BEREA, Ohio -- Three years ago to the day, the Cleveland Browns made a blockbuster trade for the player they believed would be their long-term No. 1 wide receiver for budding quarterback Baker Mayfield.
Instead, he had injuries. He produced distractions, like reportedly telling teams to "come get me" out of Cleveland during the 2019 season. Then, he essentially forced his way out in the middle of the 2021 season via his father, who posted a video on social media highlighting times when Mayfield either didn't throw the ball to Beckham or missed him when he was open.
The Browns summarily released OBJ, who then went on to star again with the Los Angeles Rams on the way to winning a Super Bowl. Meanwhile, Mayfield -- playing with a torn labrum in his non-throwing, left shoulder since Week 2 -- continued to struggle. Cleveland’s passing game collapsed. And the Browns missed the playoffs on the way to a disappointing 8-9 finish.
But as the Browns attempt to retool their beleaguered passing attack, they've now taken another massive swing at a big-name, would-be No. 1 wide receiver.
In essence, Cleveland is banking that Cooper will be able to give its offense what Beckham never was able to -- a legitimate go-to wide receiver.
Since he made his debut in Dallas in Week 9 of the 2018 season, Cooper has ranked eighth in the league in targets (428) among receivers, seventh in receptions (292), ninth in receiving yards (3,893) and ninth in receiving touchdowns (27), according to ESPN Stats & Information research.
He has a reputation as a terrific route runner who can get open, which should greatly benefit Mayfield, assuming the Browns stick with him as their quarterback.
ESPN's Kimberley Martin has reported Cleveland has inquired about Houston Texans quarterback Deshaun Watson. A grand jury in Houston voted Friday not to indict Watson on criminal charges. He still faces 22 civil lawsuits accusing him of sexual assault and inappropriate conduct during massage sessions.

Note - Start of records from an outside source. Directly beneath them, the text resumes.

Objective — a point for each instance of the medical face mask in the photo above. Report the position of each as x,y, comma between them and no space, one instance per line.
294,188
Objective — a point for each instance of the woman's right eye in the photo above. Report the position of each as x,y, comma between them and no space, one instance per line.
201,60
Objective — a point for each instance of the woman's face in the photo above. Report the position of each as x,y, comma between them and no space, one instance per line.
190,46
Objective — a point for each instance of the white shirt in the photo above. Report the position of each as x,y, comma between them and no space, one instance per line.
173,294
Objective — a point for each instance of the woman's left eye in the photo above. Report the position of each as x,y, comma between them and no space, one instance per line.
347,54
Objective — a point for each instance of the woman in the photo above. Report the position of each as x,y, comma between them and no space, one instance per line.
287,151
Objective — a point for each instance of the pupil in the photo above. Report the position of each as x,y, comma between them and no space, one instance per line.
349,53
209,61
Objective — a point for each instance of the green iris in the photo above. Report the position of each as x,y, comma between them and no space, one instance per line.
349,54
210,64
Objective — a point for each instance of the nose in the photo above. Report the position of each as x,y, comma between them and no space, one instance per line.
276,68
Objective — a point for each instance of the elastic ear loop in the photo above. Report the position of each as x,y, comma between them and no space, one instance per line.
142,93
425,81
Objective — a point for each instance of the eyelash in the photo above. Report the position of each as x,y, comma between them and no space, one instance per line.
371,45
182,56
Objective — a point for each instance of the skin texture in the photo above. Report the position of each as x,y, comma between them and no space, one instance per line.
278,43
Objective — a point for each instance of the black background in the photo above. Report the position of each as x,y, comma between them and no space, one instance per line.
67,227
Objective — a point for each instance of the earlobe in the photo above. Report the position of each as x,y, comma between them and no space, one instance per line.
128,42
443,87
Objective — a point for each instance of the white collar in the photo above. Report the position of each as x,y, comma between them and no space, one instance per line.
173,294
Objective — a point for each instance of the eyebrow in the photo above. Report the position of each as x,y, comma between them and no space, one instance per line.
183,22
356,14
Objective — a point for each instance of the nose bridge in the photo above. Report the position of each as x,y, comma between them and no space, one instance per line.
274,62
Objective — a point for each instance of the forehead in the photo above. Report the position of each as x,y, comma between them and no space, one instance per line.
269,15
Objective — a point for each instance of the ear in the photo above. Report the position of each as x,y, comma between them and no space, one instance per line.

Landing Cooper would surely make the Browns a more compelling destination for Watson, who would have to waive a no-trade clause to come to Cleveland.
But assuming Browns general manager Andrew Berry remains committed to Mayfield -- as he has indicated publicly and also privately, according to sources, this offseason -- Cooper should bolster the Browns' passing game and give Mayfield the weapon he'll need to deliver a bounce-back season in his fifth year in Cleveland.
According to ESPN Stats & Information research, Mayfield posted the worst touchdown-to-interception ratio (6-to-10) to wideouts of any non-rookie in the NFL last year. He also had the third-worst QBR (54.0) targeting wide receivers.
Mayfield didn’t play up to his capability with the shoulder injury, as he failed to rekindle his sterling 2020 form when he quarterbacked the Browns to their first playoff victory in 26 years. But Cleveland’s receiving corps -- consisting of Beckham for less than half the season, Jarvis Landry, Donovan Peoples-Jones, Ja'Marcus Bradley and rookie Anthony Schwartz -- was underwhelming, as well.
No Browns wideout topped 600 receiving yards, and only Landry had more than 35 receptions (the Browns have now granted Landry permission to seek a trade elsewhere, according to Schefter).
Cooper should pressure opposing defenses and unlock chunk passing plays in a way Cleveland’s receiving corps couldn’t last year.
During his time in Dallas, Cooper had the best vertical target catch percentage (53.3%) of any receiver in the league with at least 90 or more vertical targets, according to research by ESPN Stats & Information using NFL Next Gen Stats. He also tied for the fourth-most receiving touchdowns on vertical targets with 17, trailing only Tyreek Hill of the Kansas City Chiefs, the Green Bay Packers' Davante Adams and the Seattle Seahawks' Tyler Lockett.
Meanwhile, in 29 games with the Browns, Beckham had only 26 catches on 73 vertical targets (35.6%) and just four touchdowns on vertical routes.
The Browns might not be done upgrading the receiving corps, either. They own the No. 13 pick in April’s draft, which could give them the opportunity to select a blue-chip rookie receiver -- like Ohio State’s Chris Olave or Garrett Wilson (who went to the same Texas high school as Mayfield), USC’s Drake London or Arkansas’ Treylon Burks -- to complement Cooper, which would completely transform Cleveland's receiving unit.
Either way, the Browns already have their hands on that coveted No. 1 receiver.
This time, they're banking Cooper can be one on the field in Cleveland.